It was only by Tuesday night that he was identified as a police officer. No arrests have been reported, and an individual who witnessed the mugging refused to cooperate with investigators, police said.
In a response to the incident, the Police Benevolent Association of the City of New York (PBA)—the largest police union representing officers at the NYPD—called out the justice system for failing to keep criminals away from the streets.
“While we pray at our injured brother’s bedside tonight, police officers across this city are searching for the cowards who did this to him. Make no mistake: we will find them,” Patrick J. Lynch, president of the PBA, said in an Aug. 23 press release.

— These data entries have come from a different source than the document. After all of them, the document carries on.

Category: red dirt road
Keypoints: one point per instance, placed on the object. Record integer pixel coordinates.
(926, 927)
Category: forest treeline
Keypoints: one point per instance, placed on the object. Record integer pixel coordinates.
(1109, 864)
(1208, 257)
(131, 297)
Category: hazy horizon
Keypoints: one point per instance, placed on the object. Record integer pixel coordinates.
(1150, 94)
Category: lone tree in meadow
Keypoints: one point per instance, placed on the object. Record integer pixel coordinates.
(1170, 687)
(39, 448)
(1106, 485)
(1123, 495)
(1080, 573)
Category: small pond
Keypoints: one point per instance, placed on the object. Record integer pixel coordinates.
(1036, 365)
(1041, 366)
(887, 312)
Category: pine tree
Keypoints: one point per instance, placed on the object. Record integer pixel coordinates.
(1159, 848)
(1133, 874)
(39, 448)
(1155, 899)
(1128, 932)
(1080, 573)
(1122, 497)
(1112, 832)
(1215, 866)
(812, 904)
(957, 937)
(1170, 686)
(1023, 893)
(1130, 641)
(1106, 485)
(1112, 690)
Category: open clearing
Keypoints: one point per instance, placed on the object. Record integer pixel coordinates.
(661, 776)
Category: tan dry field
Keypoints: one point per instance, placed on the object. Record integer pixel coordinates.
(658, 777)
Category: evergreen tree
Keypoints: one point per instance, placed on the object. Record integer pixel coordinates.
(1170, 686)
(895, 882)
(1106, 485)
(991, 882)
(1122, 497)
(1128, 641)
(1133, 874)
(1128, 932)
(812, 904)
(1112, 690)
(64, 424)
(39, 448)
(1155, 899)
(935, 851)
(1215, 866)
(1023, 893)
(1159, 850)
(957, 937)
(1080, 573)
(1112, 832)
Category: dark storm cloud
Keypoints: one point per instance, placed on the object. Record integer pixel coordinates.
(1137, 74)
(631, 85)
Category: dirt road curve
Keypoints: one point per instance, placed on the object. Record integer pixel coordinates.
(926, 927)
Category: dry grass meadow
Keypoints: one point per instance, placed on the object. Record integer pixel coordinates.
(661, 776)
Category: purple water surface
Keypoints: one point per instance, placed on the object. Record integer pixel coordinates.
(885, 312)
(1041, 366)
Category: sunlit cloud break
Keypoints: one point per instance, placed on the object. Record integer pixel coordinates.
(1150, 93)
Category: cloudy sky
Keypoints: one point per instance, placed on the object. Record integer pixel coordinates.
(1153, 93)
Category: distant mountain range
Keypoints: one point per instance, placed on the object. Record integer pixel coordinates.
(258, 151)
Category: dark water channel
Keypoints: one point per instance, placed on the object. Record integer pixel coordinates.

“But we will need the rest of the justice system to step up and do its job, too. This is what happens when our leaders refuse to hold criminals accountable—not even a police officer can walk these streets safely.”
Crime in New York City
According to the police, the attack on the cop matches a pattern seen in 19 other recent robberies in New York City.
The 43rd precinct, where the incident occurred, has recorded 461 robberies in 2022 as of Aug. 21, a 70 percent jump from the 271 robberies seen in the same period in 2021.
In New York City, felony assault and other major crimes have spiked in 2022. By the end of July, the NYPD recorded over 29,000 major thefts, a category that only includes theft of items valued at $1,000 or more. This is the highest number since 1998 and almost 50 percent more than the same period in 2021.
Car thefts rose by 43 percent, robberies by close to 40 percent, burglaries by 33 percent, and felony assaults by almost 20 percent. With over 15,000 incidents, felony assaults are at their highest level since 2000.